As per usual, I have left the solutions to the very end — to the point in the talk where they cannot be fully fleshed out and where I cannot be reasonably criticised for failing to do so — but it seems to me that we face two fundamental choices when it comes to addressing techno-superstition: (i) we can tinker with what’s presented to us inside the box, i.e. we can add more bells and whistles to our algorithms, more levers and switches. These will either give humans genuine understanding and control over the systems or the illusion of understanding and control. The problem with the former is that frequently involves tradeoffs or compromises to the system’s efficacy and the problem with the latter is that involves greater insults to the agency of the humans working inside the box. But there is an alternative: we can stop flapping our wings and get out of the box altogether. Leave the machines to do what they are best at while we do something else. Increasingly, I have come to think we should do the latter; that do so would acknowledge the truly liberating power of AI. This is the argument I develop further in my book Automation and Utopia.

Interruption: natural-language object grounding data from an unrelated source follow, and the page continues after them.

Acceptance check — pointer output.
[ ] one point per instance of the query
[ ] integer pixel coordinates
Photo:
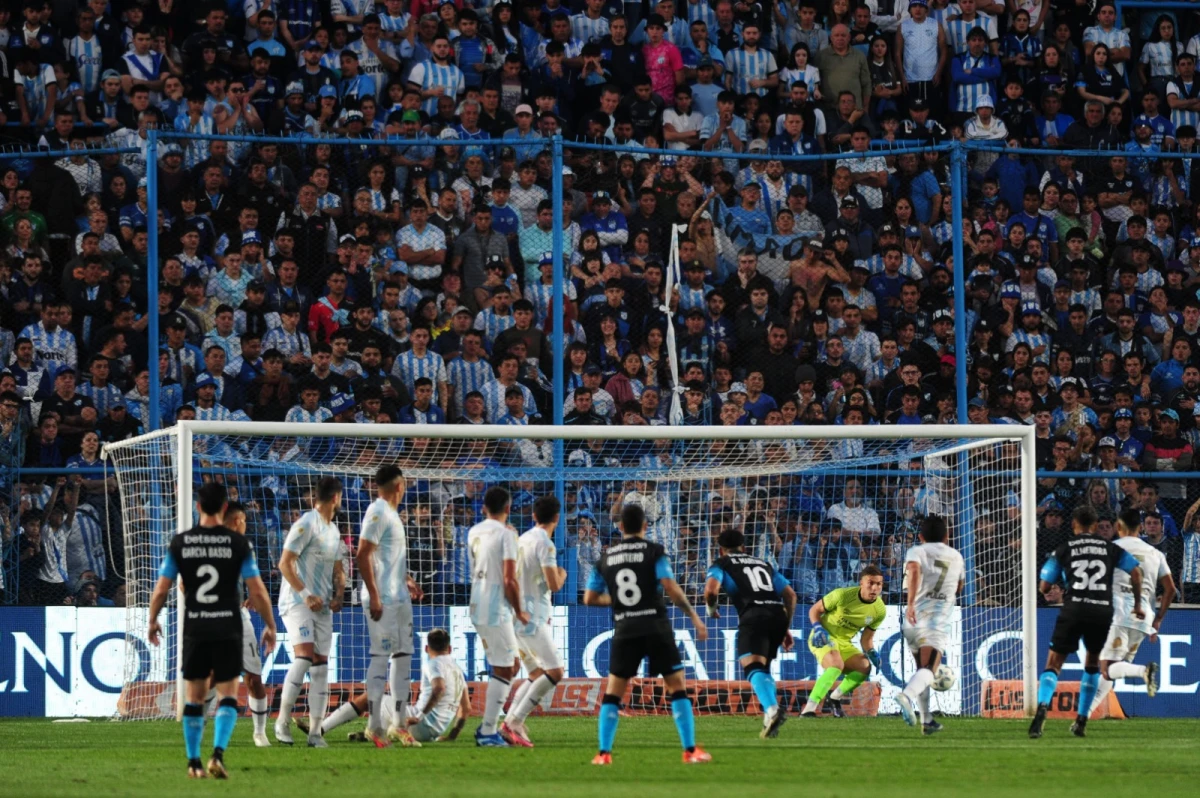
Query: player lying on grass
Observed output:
(211, 563)
(766, 604)
(1127, 631)
(441, 711)
(835, 619)
(1086, 563)
(933, 574)
(631, 577)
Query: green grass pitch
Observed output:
(826, 756)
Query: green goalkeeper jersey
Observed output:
(846, 613)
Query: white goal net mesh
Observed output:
(819, 509)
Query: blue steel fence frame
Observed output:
(958, 151)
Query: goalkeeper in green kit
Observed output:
(835, 619)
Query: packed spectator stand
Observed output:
(413, 283)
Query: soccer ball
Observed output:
(945, 678)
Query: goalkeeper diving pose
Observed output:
(765, 603)
(835, 619)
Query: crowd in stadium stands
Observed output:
(413, 283)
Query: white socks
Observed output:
(399, 675)
(259, 708)
(918, 690)
(318, 697)
(1102, 695)
(1127, 671)
(377, 679)
(345, 713)
(292, 685)
(521, 709)
(497, 695)
(519, 696)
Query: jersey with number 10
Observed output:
(630, 571)
(941, 571)
(210, 562)
(750, 582)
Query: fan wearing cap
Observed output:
(437, 77)
(1031, 333)
(973, 75)
(1068, 417)
(611, 228)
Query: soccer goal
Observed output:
(820, 503)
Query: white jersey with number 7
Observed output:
(941, 571)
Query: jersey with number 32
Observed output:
(941, 571)
(1089, 564)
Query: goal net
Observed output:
(820, 503)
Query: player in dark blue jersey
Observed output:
(1085, 565)
(211, 563)
(631, 577)
(766, 604)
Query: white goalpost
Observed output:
(820, 503)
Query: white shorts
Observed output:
(424, 731)
(921, 636)
(1122, 643)
(393, 634)
(307, 627)
(538, 649)
(251, 660)
(499, 643)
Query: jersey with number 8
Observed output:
(631, 571)
(941, 571)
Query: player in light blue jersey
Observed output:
(388, 593)
(495, 604)
(539, 575)
(934, 575)
(313, 588)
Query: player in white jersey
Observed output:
(313, 587)
(388, 593)
(495, 603)
(933, 577)
(251, 660)
(539, 575)
(1128, 630)
(441, 711)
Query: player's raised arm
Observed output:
(679, 599)
(1168, 583)
(261, 600)
(339, 598)
(366, 570)
(157, 601)
(291, 573)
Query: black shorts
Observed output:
(625, 655)
(761, 633)
(1071, 628)
(221, 659)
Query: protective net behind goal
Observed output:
(817, 509)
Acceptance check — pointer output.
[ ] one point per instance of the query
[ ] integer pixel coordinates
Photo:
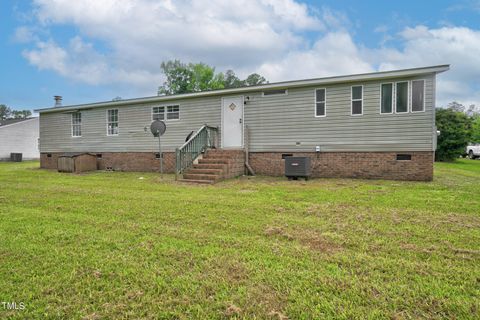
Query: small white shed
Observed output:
(19, 136)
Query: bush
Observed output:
(455, 133)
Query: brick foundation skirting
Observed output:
(366, 165)
(121, 161)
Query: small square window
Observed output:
(404, 157)
(173, 112)
(320, 102)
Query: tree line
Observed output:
(458, 126)
(194, 77)
(7, 113)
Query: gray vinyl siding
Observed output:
(276, 123)
(56, 130)
(20, 137)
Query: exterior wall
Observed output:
(288, 123)
(121, 161)
(367, 165)
(277, 123)
(56, 130)
(20, 137)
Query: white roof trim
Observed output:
(19, 122)
(277, 85)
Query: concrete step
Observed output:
(196, 181)
(224, 153)
(193, 176)
(220, 166)
(213, 161)
(205, 171)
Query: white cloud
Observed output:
(334, 54)
(140, 34)
(265, 36)
(458, 46)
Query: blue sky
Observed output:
(97, 50)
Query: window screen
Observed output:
(112, 122)
(418, 95)
(402, 97)
(357, 100)
(173, 112)
(158, 113)
(387, 98)
(76, 124)
(320, 107)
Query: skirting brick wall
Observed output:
(367, 165)
(121, 161)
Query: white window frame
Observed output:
(324, 101)
(408, 97)
(166, 112)
(118, 123)
(155, 113)
(76, 124)
(275, 94)
(351, 101)
(393, 97)
(424, 94)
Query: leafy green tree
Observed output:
(4, 112)
(21, 114)
(204, 78)
(455, 132)
(254, 79)
(179, 78)
(195, 77)
(476, 128)
(231, 80)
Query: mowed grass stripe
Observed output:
(131, 245)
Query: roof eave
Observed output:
(278, 85)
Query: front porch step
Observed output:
(213, 161)
(194, 176)
(215, 166)
(220, 166)
(197, 181)
(205, 171)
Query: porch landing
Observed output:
(216, 165)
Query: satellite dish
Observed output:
(189, 136)
(158, 128)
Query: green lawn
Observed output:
(111, 245)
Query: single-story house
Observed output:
(19, 136)
(374, 125)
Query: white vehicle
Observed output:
(473, 150)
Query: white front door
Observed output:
(232, 122)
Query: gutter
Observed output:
(277, 85)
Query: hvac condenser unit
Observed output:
(297, 167)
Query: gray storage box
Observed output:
(77, 162)
(16, 157)
(296, 167)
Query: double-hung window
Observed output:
(386, 98)
(76, 124)
(401, 97)
(158, 113)
(166, 113)
(357, 100)
(320, 102)
(418, 95)
(173, 112)
(112, 122)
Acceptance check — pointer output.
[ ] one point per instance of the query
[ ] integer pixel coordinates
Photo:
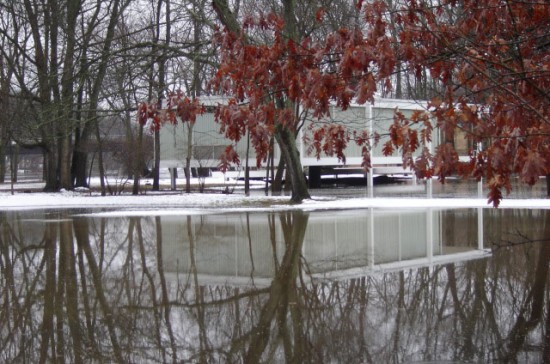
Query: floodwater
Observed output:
(354, 286)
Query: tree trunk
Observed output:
(138, 160)
(287, 143)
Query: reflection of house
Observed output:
(336, 242)
(208, 143)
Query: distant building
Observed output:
(209, 144)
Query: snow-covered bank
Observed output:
(167, 203)
(174, 202)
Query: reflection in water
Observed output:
(353, 286)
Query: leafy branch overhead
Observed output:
(489, 58)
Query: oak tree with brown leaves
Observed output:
(490, 58)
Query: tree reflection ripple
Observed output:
(365, 286)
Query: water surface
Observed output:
(354, 286)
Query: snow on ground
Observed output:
(176, 202)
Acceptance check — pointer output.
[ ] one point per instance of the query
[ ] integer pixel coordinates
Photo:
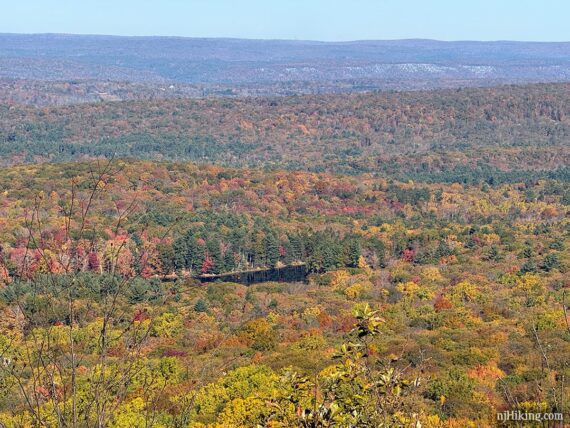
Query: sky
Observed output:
(327, 20)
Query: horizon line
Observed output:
(419, 39)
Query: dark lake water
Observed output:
(284, 274)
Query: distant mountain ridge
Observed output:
(235, 62)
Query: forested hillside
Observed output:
(470, 135)
(427, 303)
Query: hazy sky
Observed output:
(540, 20)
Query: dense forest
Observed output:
(427, 303)
(505, 134)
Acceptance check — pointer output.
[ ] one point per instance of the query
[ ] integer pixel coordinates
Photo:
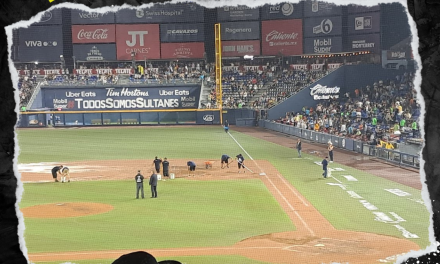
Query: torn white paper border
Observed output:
(214, 4)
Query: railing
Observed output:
(389, 155)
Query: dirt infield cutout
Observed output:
(62, 210)
(314, 241)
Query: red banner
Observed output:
(240, 48)
(282, 37)
(40, 72)
(93, 34)
(193, 50)
(143, 40)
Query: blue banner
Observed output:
(282, 11)
(318, 8)
(235, 13)
(122, 98)
(364, 23)
(240, 30)
(159, 13)
(322, 45)
(362, 9)
(40, 43)
(182, 32)
(81, 17)
(53, 17)
(322, 26)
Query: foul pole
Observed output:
(218, 71)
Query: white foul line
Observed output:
(284, 198)
(290, 187)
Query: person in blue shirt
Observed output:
(191, 167)
(324, 167)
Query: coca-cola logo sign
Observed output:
(93, 34)
(97, 34)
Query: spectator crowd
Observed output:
(386, 111)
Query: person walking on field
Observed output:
(191, 167)
(240, 162)
(65, 173)
(55, 171)
(330, 151)
(298, 147)
(165, 167)
(324, 167)
(153, 184)
(226, 126)
(156, 163)
(139, 184)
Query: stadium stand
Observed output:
(386, 111)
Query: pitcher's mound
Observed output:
(61, 210)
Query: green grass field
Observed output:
(176, 220)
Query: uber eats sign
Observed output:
(122, 98)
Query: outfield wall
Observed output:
(396, 157)
(133, 117)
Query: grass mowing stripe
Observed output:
(211, 143)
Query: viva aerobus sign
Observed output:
(122, 98)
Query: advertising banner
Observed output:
(53, 17)
(81, 17)
(240, 30)
(322, 26)
(370, 42)
(162, 13)
(282, 11)
(143, 40)
(282, 36)
(193, 50)
(234, 13)
(95, 52)
(122, 98)
(318, 8)
(322, 45)
(40, 43)
(117, 71)
(364, 23)
(397, 55)
(182, 32)
(361, 9)
(93, 33)
(240, 48)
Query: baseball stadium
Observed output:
(285, 133)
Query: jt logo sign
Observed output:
(133, 38)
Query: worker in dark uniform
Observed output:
(226, 126)
(65, 173)
(156, 163)
(55, 171)
(166, 166)
(139, 184)
(240, 162)
(324, 167)
(153, 184)
(225, 160)
(191, 167)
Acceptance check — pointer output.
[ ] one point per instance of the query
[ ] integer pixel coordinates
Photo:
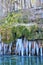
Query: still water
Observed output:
(19, 60)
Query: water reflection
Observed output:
(18, 60)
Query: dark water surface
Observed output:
(18, 60)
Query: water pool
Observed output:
(19, 60)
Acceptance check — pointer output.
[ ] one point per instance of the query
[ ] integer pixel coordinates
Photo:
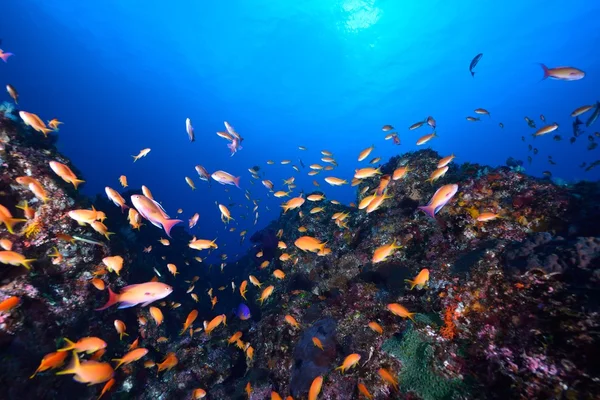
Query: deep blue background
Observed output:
(124, 75)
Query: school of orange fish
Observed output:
(144, 207)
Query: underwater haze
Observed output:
(323, 74)
(401, 199)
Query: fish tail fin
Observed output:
(429, 210)
(113, 298)
(70, 345)
(36, 371)
(4, 56)
(27, 263)
(73, 366)
(107, 235)
(10, 222)
(169, 224)
(77, 182)
(546, 71)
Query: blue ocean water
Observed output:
(323, 74)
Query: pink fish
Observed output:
(202, 173)
(234, 146)
(439, 199)
(154, 213)
(142, 293)
(563, 73)
(225, 178)
(194, 220)
(4, 56)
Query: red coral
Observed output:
(448, 331)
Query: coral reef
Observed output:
(510, 309)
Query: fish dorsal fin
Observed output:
(160, 207)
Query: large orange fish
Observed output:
(141, 293)
(154, 213)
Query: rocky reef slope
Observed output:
(510, 311)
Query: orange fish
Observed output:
(107, 387)
(215, 322)
(376, 327)
(315, 388)
(400, 311)
(266, 293)
(6, 244)
(279, 274)
(54, 123)
(8, 304)
(130, 357)
(317, 342)
(349, 362)
(87, 344)
(198, 394)
(98, 283)
(426, 138)
(308, 243)
(51, 361)
(364, 391)
(7, 219)
(121, 328)
(114, 263)
(388, 377)
(439, 199)
(420, 280)
(154, 213)
(292, 321)
(157, 315)
(189, 320)
(169, 362)
(243, 289)
(34, 121)
(142, 153)
(65, 173)
(383, 252)
(91, 372)
(141, 293)
(14, 258)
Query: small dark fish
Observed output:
(243, 312)
(474, 63)
(594, 116)
(593, 165)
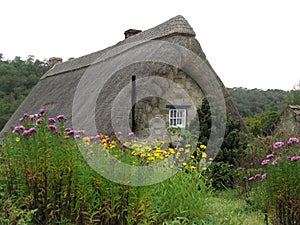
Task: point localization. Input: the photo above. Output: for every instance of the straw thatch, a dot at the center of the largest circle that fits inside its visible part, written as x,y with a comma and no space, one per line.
57,89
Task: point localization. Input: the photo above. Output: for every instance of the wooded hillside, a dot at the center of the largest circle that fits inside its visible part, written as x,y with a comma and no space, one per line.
18,77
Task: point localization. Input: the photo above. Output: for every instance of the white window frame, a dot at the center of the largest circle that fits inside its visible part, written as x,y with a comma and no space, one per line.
177,118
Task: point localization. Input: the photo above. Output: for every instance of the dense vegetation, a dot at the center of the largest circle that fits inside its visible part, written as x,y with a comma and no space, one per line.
17,78
45,180
259,108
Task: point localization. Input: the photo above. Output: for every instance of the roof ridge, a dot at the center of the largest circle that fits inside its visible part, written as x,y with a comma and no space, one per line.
175,25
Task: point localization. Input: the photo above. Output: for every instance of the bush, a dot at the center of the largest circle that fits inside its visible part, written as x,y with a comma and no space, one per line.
277,190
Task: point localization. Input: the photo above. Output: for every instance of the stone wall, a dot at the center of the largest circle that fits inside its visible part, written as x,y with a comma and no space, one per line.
152,114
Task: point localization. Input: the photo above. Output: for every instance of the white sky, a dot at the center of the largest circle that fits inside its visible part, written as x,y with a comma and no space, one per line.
249,43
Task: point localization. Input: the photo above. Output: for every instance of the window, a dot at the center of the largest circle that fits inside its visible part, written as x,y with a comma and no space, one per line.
177,117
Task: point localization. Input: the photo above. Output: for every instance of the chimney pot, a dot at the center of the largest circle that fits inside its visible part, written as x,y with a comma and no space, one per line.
54,60
131,32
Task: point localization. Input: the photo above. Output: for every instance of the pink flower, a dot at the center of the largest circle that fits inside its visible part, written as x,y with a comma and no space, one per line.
257,175
251,179
18,129
51,120
61,117
52,127
42,111
270,155
265,162
71,132
295,158
278,144
131,134
292,140
38,121
29,132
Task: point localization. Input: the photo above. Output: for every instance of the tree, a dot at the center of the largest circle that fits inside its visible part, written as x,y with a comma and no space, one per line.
17,77
293,96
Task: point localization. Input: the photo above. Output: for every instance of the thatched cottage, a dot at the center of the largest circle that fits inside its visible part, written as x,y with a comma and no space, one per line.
149,81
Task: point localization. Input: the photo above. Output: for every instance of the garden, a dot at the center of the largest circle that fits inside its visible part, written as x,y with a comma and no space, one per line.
46,178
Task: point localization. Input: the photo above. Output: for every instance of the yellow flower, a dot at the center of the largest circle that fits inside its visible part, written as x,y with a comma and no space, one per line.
150,158
156,155
171,150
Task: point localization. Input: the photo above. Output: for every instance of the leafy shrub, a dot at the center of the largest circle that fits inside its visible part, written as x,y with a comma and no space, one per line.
277,189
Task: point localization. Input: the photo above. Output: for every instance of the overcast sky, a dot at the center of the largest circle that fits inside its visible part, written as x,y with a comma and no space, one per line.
249,43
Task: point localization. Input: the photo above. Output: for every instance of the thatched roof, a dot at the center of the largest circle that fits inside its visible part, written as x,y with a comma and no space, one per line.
56,90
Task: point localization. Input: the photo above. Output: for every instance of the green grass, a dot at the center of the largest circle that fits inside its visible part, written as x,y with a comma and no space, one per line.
228,207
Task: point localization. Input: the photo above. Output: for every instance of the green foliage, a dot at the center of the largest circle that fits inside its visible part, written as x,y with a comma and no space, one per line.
293,96
251,102
17,77
258,125
234,142
181,198
276,189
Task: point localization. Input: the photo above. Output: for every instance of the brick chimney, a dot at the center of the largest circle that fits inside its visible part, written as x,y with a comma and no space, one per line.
54,60
131,32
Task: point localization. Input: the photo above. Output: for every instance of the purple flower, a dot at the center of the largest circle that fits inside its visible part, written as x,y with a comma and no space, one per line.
270,155
26,133
25,115
278,144
52,127
265,162
32,130
292,140
61,117
51,120
29,132
71,132
38,121
18,129
295,158
251,179
131,134
42,111
257,175
32,117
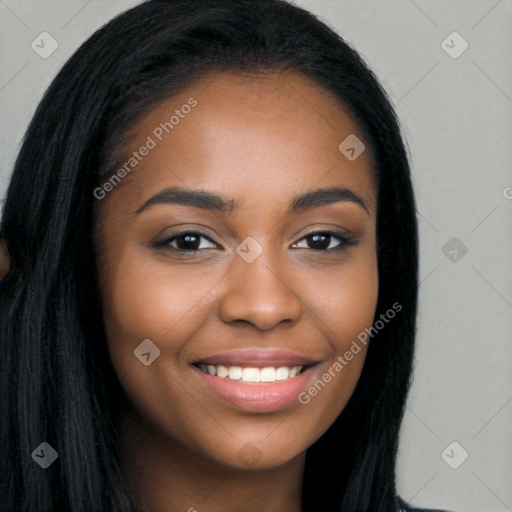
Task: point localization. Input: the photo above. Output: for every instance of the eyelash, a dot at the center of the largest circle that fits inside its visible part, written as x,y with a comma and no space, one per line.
345,239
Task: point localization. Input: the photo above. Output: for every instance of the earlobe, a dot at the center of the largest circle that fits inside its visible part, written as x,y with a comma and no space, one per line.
6,262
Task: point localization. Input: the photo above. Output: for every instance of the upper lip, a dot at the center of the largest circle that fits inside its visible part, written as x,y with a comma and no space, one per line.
258,358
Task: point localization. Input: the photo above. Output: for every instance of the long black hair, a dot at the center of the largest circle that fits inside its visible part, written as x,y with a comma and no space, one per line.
57,381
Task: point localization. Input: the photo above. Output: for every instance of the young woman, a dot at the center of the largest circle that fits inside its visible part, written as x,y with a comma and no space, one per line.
210,272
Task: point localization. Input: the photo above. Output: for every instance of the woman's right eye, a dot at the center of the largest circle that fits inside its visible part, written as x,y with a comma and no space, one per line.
187,242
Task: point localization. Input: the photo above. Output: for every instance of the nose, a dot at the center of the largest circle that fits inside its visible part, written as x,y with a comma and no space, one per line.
260,293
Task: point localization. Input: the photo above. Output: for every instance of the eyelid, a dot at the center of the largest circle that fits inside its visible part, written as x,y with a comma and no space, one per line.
346,240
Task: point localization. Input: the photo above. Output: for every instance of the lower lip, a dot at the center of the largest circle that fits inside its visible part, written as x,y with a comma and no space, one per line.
259,396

Thank you for your attention.
Humans have already lost control take the unimaginable volumes of data held and manipulating the computer algorithms operating for themselves a form of collective consciousness not achievable in the human world. Implementation of human firewall systems is the only way to stop direct access to the potential for damage to humanity. Even this is being eroded on a daily bases. Humanity is not only being coerced to behave in an unpredictable way indirectly it also is limiting its tenure as it influences nature by its on 'wants' systems fuelled by guess who, AI. There is nothing artificial about the intelligence today, it is self servicing and humanity is its addict. The fix would be to switch off the lights and reset but that would be catastrophic. The reality is a brainwashed society, prioritising decisions fundamentally economic unilaterally but also greatly dystopian with humanity discordant with its self through increased bipolarity. The volume and speeds of transfer of misinformation result in illogical, irrational and unreasonable paradigms. Humanity is for sum a struggle and for others a force against AI. Where something can not be understood how can it be controlled, nor do we need to, evidently we can see it in action. humanity has 200 countries with a multitude of cultures, this may be what can save us as the pitfalls of the advancing nations are self evident a new world order will organise and promote new ideals as once powerful economies then will need to reprioritise, reset, reflect and recover.